Learning Paths » 5A Interacting
Jude the Obscure, Thomas Hardy
- What has happened to the children? What is the meaning of the message left by the boy?
The children are dead, killed by the elder boy that, after killing his brothers has killed himself. Jude found a message on the boy's hand which says "Done because we are too menny". This means that little Jude was conscious of what he was doing. He did it because in the family they were too many and had economic problems.
- How do Sue and Jude explain the tragedy?
The answer to this question is in lines 29-34. In these lines Hardy says that the Sue and Jude think that little Jude act in that way because he went into Sue's bedroom but he saw that she wasn't there and "was thrown into a fit of aggravated despondency that the events and information of the evening before had induced in his morbid temperament."
- What do you think "the events and information of the evening before" are (line 33)?
Probably the "events and information of the evening before" are something tragic that have traughted little Jude and that have made the boy do what he did. Probably someone told him about some economic problems. This would explain why he wrote in the message that they too many. Anothere conjecture that I can make, is that the evening before someone told little Jude that Sue was pregnant. My theory is argumentated by the words "[...]it was necessary to take care of herself (Sue) lest she should endanger a coming life".
- What kind of narrator does Hardy use?
Hardy uses an extarnal omniscent narrator.
- Where is the passage in the narrator's comment on the tragic event most explicit?
In my opinion the passage in the narrator's comment on the tragic event is most explicit in the last parte where he says "On that little shape had converged all the inauspiciousness and shadow which had darkened the first union of Jude".
- What view of late Victorian society can you detect in Jude's attempt to comfort Sue?
In "Jude the Obscure" Hardy expresses all he thinks about the Victorian Age as he's a representative of the anti-Victorianism. The text conveys the idea of an Age of great contradictions, where what appears does not coincide with the truth.

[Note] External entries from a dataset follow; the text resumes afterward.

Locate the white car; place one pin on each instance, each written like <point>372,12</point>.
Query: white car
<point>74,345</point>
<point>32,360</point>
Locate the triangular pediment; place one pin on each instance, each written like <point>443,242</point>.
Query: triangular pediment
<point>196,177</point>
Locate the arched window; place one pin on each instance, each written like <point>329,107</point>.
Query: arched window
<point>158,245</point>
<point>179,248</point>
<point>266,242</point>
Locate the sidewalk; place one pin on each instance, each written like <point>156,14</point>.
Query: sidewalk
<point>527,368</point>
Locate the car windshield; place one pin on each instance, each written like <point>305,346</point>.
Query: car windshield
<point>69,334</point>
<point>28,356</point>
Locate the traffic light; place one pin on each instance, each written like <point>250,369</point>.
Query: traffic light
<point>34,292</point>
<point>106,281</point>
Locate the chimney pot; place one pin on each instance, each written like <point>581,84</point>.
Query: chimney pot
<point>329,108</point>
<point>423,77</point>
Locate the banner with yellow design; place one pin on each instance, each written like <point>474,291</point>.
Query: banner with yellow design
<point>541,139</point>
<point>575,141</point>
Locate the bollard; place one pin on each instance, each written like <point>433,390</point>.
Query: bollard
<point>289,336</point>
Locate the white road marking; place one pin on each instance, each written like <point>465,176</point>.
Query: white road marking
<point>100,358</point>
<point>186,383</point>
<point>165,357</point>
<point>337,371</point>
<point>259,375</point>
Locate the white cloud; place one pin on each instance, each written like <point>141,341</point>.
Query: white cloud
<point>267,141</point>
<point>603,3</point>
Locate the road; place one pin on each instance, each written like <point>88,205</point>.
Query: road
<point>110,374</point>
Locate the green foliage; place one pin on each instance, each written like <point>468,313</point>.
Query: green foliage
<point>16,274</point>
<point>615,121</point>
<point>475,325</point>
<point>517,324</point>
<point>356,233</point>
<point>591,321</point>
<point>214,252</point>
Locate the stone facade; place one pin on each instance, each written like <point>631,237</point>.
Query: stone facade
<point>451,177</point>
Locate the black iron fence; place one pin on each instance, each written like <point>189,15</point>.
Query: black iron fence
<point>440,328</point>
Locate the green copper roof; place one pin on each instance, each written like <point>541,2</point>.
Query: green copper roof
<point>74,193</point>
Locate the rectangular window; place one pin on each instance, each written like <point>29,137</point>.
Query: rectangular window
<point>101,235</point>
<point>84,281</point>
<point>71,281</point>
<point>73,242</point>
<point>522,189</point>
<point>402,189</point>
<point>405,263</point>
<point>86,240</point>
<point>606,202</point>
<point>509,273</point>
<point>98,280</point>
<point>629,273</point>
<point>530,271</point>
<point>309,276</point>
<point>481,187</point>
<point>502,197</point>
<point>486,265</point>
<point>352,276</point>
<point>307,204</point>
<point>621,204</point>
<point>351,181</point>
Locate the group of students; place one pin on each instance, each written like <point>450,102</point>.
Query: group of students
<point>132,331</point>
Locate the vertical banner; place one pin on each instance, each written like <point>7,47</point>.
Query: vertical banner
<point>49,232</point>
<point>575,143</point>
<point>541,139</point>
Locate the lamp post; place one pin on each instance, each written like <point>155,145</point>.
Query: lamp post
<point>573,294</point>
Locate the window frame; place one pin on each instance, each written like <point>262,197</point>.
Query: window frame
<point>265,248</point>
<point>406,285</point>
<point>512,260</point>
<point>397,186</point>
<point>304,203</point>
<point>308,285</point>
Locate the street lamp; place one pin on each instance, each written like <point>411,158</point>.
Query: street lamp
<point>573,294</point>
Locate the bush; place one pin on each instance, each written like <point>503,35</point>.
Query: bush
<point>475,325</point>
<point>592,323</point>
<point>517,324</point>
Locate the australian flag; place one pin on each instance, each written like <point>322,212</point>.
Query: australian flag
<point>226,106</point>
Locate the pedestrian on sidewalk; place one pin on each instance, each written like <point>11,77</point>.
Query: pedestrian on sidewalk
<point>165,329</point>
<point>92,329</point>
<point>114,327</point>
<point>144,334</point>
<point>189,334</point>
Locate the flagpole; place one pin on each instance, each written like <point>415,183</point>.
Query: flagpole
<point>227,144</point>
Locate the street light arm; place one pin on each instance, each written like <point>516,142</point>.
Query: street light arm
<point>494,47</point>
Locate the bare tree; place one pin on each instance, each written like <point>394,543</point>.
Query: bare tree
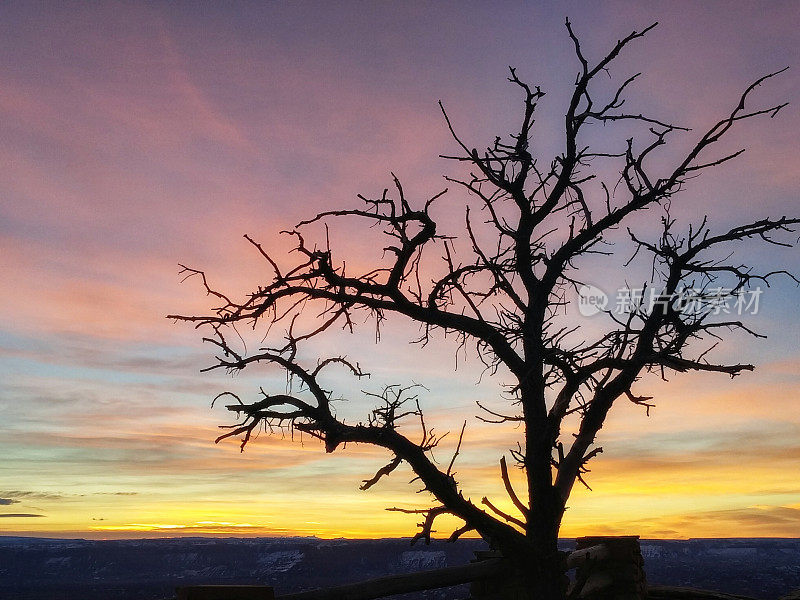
<point>507,302</point>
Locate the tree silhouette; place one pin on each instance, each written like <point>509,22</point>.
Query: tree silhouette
<point>507,302</point>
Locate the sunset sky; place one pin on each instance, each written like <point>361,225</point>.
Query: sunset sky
<point>138,135</point>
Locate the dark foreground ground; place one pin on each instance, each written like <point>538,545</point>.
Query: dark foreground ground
<point>39,569</point>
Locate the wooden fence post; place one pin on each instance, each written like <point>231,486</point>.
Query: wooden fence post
<point>619,576</point>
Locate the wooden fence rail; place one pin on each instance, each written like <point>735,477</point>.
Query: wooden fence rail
<point>486,569</point>
<point>406,583</point>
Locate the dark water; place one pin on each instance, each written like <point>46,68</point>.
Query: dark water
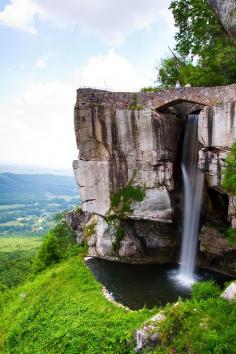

Hardy openly and effectively criticises the society where he lives and most of all its costumes. Moreover from what Jude says to Sue the reader finds that feeling of death which is representative of the Victorian Age ("the beginning of the coming universal wish not to live").
- What do you think will happen to Jude and Sue?
Just considering the exctract I have just read, Jude the Obscure, seems a tragedy so I don't think that Sue and Jude will have the strenght to forget what has happened, their life will be ruined.The only nice thing that has happened in their lives now is gone. But Sue is pregnant so probably this means that thee have a second opportunity.
- What can you say of Hardy's attitude to life?
In my opinion Hardy thinks that bad behaviours have to be necessary punished. More specifically he goes against society's bad attitudes which caused the transformation of traditional and good values replaced by industrialization and the wish to reach more power than ever. Hardy's novels also convey a sense of uncertain future and fear for what will happen after death even because God's figure is questioned.